Hey, Brandon. Thanks for reading and thanks for the push-back. I wondered if someone might read what I wrote and take it the way you did. I tried to word things very carefully so as not to indict pastors who may have referred to the Superman movie yesterday or even have used some of the materials. I’m certain that its possible to access the storyline from the movie in a way that serves the text (like I tried to do with Forrest Gump yesterday). That’s not what I meant to object to.
My objection would be to those who allow a marketing campaign to displace the centrality of the scripture in preaching. The thing that really got me was the sermon outline. I don’t think that pastors do well to take their sermons from marketing firms. That’s the part of this story that is astonishing to me.

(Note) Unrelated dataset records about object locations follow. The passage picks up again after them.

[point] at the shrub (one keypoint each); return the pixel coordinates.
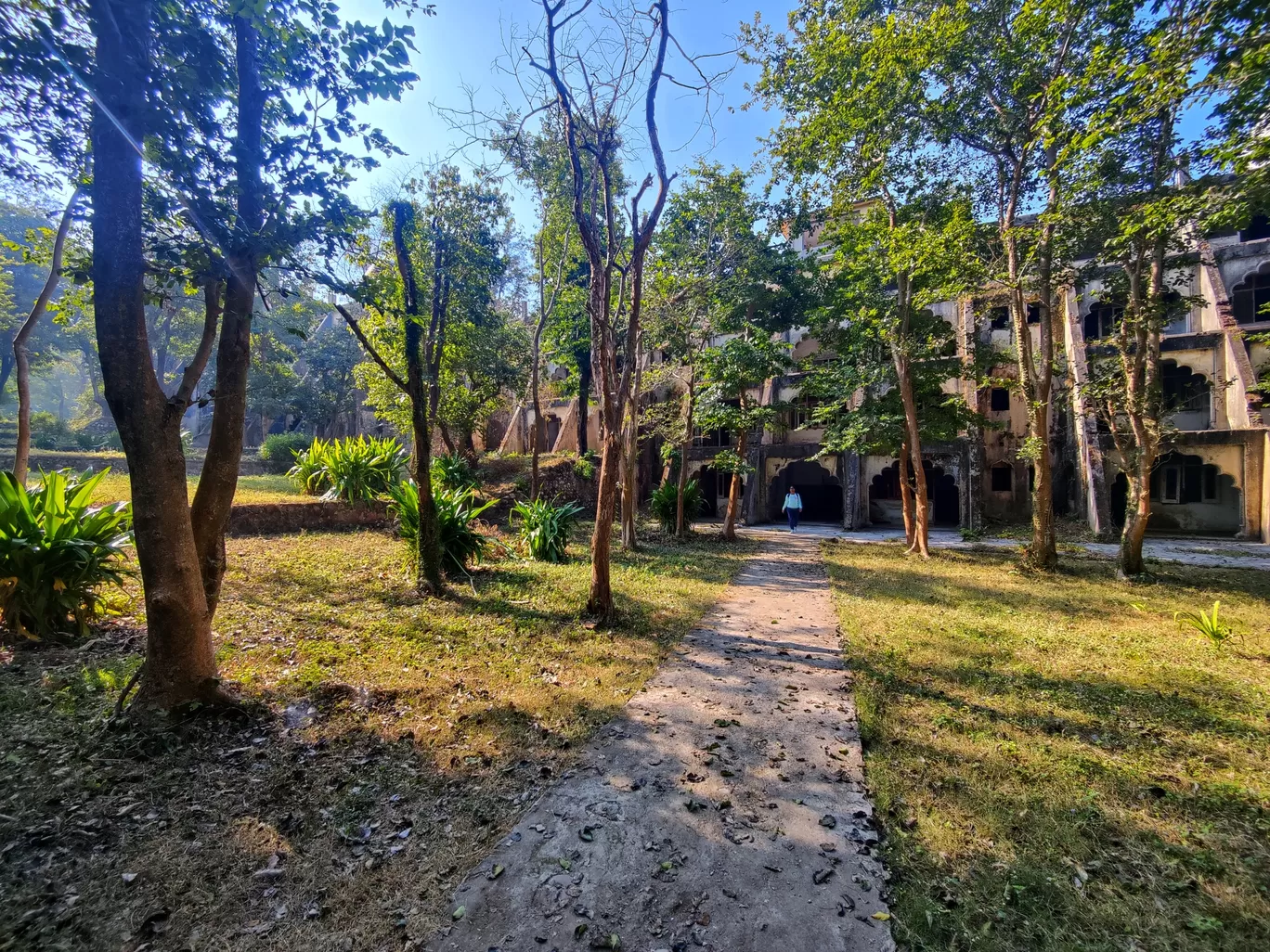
(666, 504)
(1217, 632)
(545, 527)
(356, 470)
(454, 471)
(58, 551)
(456, 517)
(279, 449)
(584, 466)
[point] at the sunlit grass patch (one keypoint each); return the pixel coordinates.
(386, 744)
(1058, 765)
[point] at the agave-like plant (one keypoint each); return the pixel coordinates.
(58, 551)
(356, 470)
(1217, 631)
(666, 504)
(454, 471)
(456, 523)
(545, 527)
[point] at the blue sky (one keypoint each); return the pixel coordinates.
(459, 45)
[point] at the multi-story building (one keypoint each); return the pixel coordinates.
(1211, 478)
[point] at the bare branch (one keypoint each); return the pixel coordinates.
(211, 324)
(369, 348)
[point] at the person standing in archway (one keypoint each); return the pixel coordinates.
(793, 507)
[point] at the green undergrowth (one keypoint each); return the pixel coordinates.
(1058, 765)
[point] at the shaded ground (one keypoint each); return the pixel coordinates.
(1210, 552)
(392, 741)
(723, 811)
(1058, 766)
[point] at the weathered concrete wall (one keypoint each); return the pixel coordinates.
(285, 518)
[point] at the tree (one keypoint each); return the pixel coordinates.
(255, 104)
(1017, 83)
(711, 263)
(853, 145)
(541, 162)
(409, 321)
(592, 110)
(729, 372)
(1142, 213)
(20, 357)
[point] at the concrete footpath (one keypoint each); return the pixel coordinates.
(724, 811)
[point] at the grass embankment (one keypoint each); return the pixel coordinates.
(394, 741)
(251, 490)
(1056, 765)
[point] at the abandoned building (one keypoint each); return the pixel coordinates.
(1211, 478)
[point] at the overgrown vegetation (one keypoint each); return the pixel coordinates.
(279, 449)
(666, 504)
(458, 534)
(545, 527)
(399, 739)
(1062, 768)
(58, 551)
(454, 471)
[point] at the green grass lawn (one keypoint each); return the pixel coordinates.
(1056, 765)
(251, 489)
(389, 741)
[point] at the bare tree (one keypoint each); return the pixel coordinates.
(546, 306)
(20, 357)
(592, 109)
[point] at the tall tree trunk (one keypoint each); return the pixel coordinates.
(680, 521)
(584, 379)
(918, 541)
(180, 663)
(630, 476)
(217, 483)
(601, 599)
(536, 430)
(1145, 405)
(421, 390)
(1135, 518)
(734, 490)
(906, 495)
(20, 357)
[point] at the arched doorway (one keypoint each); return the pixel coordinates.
(714, 492)
(1187, 495)
(884, 497)
(1191, 495)
(821, 492)
(1187, 396)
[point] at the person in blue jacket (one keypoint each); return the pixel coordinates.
(793, 507)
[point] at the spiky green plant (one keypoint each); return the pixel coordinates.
(454, 471)
(58, 551)
(545, 527)
(1217, 631)
(355, 470)
(666, 504)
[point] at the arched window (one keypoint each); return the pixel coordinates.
(1251, 297)
(1101, 320)
(1258, 228)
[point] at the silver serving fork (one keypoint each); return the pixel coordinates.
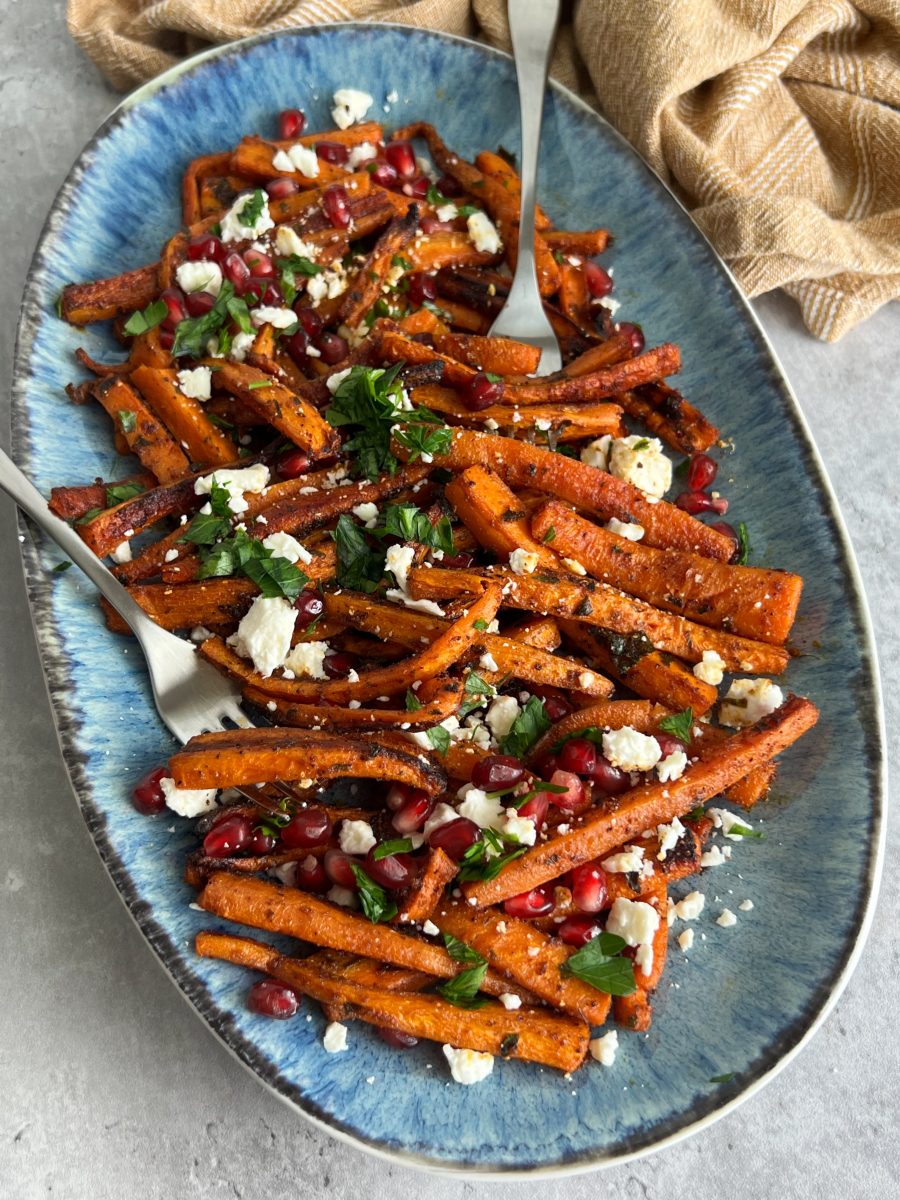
(533, 24)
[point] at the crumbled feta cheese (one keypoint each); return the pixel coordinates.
(690, 907)
(287, 243)
(523, 562)
(397, 561)
(357, 837)
(269, 315)
(187, 802)
(196, 382)
(367, 514)
(199, 276)
(627, 861)
(748, 701)
(711, 669)
(484, 234)
(235, 480)
(351, 106)
(604, 1049)
(307, 659)
(283, 545)
(335, 1039)
(468, 1066)
(501, 715)
(234, 229)
(669, 835)
(641, 461)
(597, 453)
(264, 633)
(630, 750)
(625, 529)
(672, 766)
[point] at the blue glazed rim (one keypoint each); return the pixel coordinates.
(57, 667)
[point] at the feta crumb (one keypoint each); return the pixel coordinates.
(187, 802)
(604, 1049)
(335, 1039)
(630, 750)
(711, 669)
(468, 1066)
(748, 701)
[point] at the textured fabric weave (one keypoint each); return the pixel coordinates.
(777, 121)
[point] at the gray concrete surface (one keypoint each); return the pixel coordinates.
(109, 1087)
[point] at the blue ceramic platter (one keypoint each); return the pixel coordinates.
(747, 997)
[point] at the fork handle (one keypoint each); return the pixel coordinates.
(29, 499)
(533, 25)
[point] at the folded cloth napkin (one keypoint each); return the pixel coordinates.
(777, 121)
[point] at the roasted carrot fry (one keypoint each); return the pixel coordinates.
(653, 804)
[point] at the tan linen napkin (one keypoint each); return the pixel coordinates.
(777, 121)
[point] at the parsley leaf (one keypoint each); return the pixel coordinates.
(359, 567)
(147, 318)
(373, 899)
(601, 964)
(462, 989)
(531, 724)
(679, 725)
(462, 953)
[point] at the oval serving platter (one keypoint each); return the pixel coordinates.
(748, 997)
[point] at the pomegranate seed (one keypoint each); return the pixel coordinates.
(480, 393)
(384, 175)
(235, 270)
(609, 779)
(396, 1038)
(293, 465)
(412, 815)
(575, 798)
(147, 796)
(579, 755)
(333, 348)
(700, 502)
(333, 153)
(599, 281)
(310, 875)
(418, 187)
(227, 837)
(292, 123)
(701, 472)
(577, 930)
(174, 301)
(307, 828)
(537, 809)
(589, 888)
(634, 334)
(421, 287)
(402, 157)
(273, 999)
(310, 321)
(455, 837)
(259, 263)
(393, 873)
(337, 868)
(528, 905)
(205, 246)
(339, 666)
(280, 189)
(198, 304)
(497, 772)
(310, 605)
(336, 205)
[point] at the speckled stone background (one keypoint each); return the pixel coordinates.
(112, 1089)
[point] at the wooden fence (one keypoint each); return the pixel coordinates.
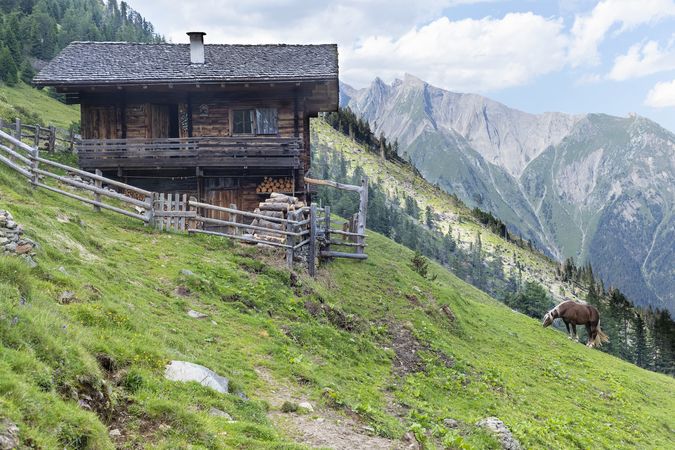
(352, 232)
(306, 226)
(51, 139)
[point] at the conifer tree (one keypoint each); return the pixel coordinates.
(8, 70)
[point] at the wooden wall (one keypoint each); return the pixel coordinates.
(135, 115)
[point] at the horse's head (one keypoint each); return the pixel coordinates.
(548, 319)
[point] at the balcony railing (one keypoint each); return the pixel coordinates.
(236, 151)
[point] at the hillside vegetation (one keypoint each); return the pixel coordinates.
(474, 245)
(35, 107)
(85, 337)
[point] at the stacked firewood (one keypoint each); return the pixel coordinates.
(270, 184)
(278, 206)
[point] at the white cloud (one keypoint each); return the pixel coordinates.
(469, 54)
(662, 95)
(643, 59)
(589, 30)
(389, 37)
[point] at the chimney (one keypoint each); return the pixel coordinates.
(196, 47)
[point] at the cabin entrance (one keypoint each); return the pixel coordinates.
(162, 121)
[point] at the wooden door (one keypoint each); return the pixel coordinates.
(157, 121)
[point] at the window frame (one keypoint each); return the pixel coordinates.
(253, 111)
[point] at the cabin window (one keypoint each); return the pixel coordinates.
(266, 121)
(243, 121)
(260, 121)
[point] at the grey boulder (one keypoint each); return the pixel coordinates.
(185, 371)
(497, 427)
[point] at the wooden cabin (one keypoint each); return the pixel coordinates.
(211, 121)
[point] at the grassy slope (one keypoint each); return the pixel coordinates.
(550, 392)
(26, 98)
(396, 179)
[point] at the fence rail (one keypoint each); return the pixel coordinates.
(51, 139)
(302, 227)
(237, 151)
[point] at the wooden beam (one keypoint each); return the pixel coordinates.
(344, 187)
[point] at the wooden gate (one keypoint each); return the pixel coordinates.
(173, 212)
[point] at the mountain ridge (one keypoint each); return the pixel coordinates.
(554, 178)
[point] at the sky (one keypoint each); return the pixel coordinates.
(574, 56)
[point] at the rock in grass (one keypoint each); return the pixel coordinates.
(185, 371)
(306, 405)
(497, 427)
(67, 297)
(288, 407)
(9, 435)
(196, 314)
(218, 413)
(451, 423)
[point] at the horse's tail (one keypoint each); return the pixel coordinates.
(600, 337)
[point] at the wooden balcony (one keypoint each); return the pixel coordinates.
(238, 152)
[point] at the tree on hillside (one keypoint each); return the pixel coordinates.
(8, 70)
(429, 217)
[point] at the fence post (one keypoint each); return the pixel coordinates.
(192, 223)
(327, 225)
(17, 132)
(71, 140)
(150, 212)
(290, 241)
(37, 136)
(363, 211)
(98, 184)
(233, 218)
(311, 259)
(33, 166)
(52, 138)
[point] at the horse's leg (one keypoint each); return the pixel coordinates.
(592, 335)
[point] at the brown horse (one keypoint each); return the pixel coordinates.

Completely with you on that. Good points!
Glad my pastor recently when over what is a biblical message and what is not. If scripture/text isn’t the starting point, there should be red flags going up.
The slogan used by the ministry that put out the Superman sermon outlines is “the stuff you use to fill the Pews.”(found at the bottom of the outline). On top of very obviously promoting the movie, the outline I read seems to go along with the seeker-sensitive movement. I’m with you Denny – movie illustrations are OK, but the Bible must be central in any sermon. The goal in preparing a sermon cannot be to fill the pews or to promote a movie.
Mary Gray Moser
Brent, keep talking like you talk! Take the movie, Broadside, which was hailed everywhere by Christians. There were things in that movie that were not biblical.
Dennis Salley, Jr.
I felt exactly like a movie-hawker when I was “asked” to promote “Facing the Giants, Fireproof, and Courageous.” I can even get Bible studies and other promational materials to support any groups I may wish to start. Just saying…
I think you meant “Blindside” but could you clarify?
And I agree with Denny whole-heartedly!
I would have to say that after being at the SBC convention the easiest way for most pastors to empty the building is to wear Superman tights!
Great thoughts. I would all seem to take care of itself if we just preached book by book, chapter by chapter, and verse by verse!!
My problem with this is the movie itself. Without getting into detailed spoilers, Man of Steel is very grim, violent and disturbing. Its Superman neglects many lives. The parallels to Christ are contrived and, agreed, exploitative.